While Fools should generally take the opinion of Wall Street with a grain of salt, it's not a bad idea to take a closer look at particularly stock-shaking upgrades and downgrades -- just in case their reasoning behind the call makes sense.

What: Shares of fiber optic components technologist Finisar Corporation (FNSR) plummeted 22% today after its quarterly results and guidance disappointed Wall Street.

So what: The stock has held up nicely in recent weeks on optimism heading into the quarter, but Finisar's Q4 miss -- adjusted EPS of $0.36 versus the consensus of $0.38 -- coupled with downbeat guidance is forcing Mr. Market to quickly sober up. While quarterly revenue surged 26%, gross margin fell 420 basis points over the year-ago period to 31.7%, triggering plenty of concern among analysts over its product mix and competitive position going forward.

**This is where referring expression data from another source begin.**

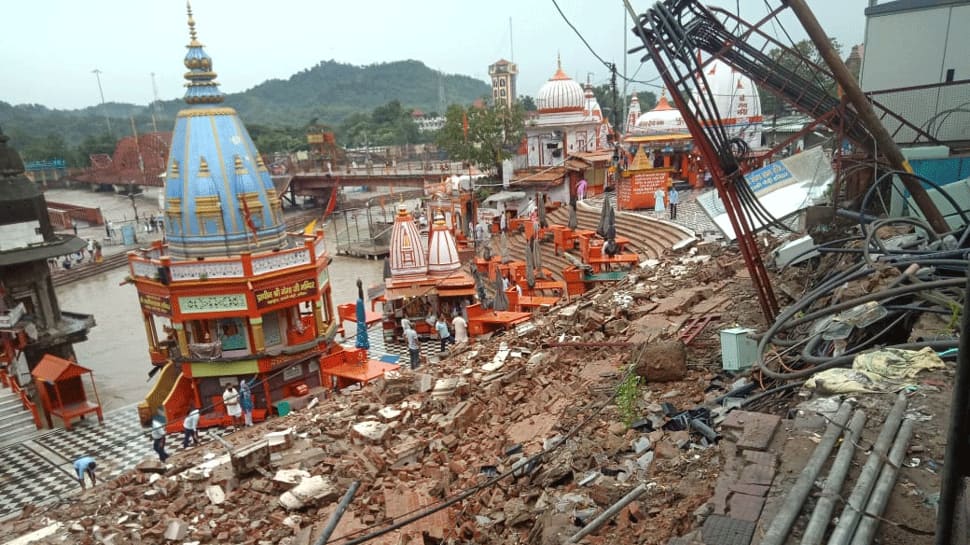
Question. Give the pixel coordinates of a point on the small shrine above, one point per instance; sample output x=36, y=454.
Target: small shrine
x=60, y=385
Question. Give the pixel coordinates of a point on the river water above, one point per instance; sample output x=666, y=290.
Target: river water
x=117, y=350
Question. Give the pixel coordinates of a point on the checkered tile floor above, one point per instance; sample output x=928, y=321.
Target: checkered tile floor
x=375, y=335
x=42, y=469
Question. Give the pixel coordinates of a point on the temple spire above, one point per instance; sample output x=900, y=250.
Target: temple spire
x=202, y=86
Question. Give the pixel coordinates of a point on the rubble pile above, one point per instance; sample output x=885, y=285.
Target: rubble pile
x=531, y=431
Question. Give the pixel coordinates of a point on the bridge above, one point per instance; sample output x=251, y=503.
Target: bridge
x=408, y=177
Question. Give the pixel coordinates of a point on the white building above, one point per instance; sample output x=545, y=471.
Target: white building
x=568, y=120
x=735, y=96
x=920, y=42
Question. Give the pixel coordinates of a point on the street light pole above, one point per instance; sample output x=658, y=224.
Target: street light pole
x=104, y=108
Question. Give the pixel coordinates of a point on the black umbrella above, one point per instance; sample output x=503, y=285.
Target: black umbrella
x=503, y=248
x=537, y=258
x=501, y=301
x=530, y=263
x=604, y=212
x=541, y=205
x=362, y=340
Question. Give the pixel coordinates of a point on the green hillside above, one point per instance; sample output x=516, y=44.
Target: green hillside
x=328, y=94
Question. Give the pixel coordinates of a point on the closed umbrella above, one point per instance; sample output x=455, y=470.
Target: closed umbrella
x=537, y=258
x=503, y=248
x=604, y=215
x=530, y=263
x=501, y=302
x=541, y=204
x=362, y=340
x=479, y=286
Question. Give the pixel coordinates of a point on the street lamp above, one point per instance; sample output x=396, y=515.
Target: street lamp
x=134, y=206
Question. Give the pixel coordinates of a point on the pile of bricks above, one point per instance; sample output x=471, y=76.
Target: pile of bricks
x=472, y=424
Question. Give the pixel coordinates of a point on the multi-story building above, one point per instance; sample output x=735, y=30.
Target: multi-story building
x=503, y=75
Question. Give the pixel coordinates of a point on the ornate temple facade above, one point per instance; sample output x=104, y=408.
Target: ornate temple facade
x=568, y=121
x=231, y=295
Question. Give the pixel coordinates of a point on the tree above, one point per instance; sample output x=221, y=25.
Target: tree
x=493, y=133
x=791, y=59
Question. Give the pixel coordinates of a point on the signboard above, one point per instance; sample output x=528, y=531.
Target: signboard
x=637, y=189
x=768, y=178
x=156, y=304
x=267, y=297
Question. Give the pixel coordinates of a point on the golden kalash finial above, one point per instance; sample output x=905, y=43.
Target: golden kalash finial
x=192, y=34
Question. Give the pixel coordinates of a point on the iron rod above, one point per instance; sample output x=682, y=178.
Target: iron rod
x=884, y=487
x=335, y=517
x=856, y=503
x=822, y=515
x=778, y=531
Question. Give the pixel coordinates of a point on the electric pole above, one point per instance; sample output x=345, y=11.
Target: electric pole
x=104, y=108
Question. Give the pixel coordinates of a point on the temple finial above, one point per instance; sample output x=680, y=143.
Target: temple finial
x=192, y=34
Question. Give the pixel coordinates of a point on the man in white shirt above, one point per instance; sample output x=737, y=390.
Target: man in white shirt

Now what: Management now sees Q1 EPS of between $0.30 and $0.34, well below the average analyst estimate of $0.41. "We continue to develop and release new products, which we expect will enable Finisar to expand our market share and continue to grow revenue," CEO Eitan Gertel reassured investors. More importantly, with Finisar continuing to sport a cash-rich balance sheet and beaten-down stock price -- now off more than 30% from its 52-week highs -- the downside might be limited enough to bet on that bullishness.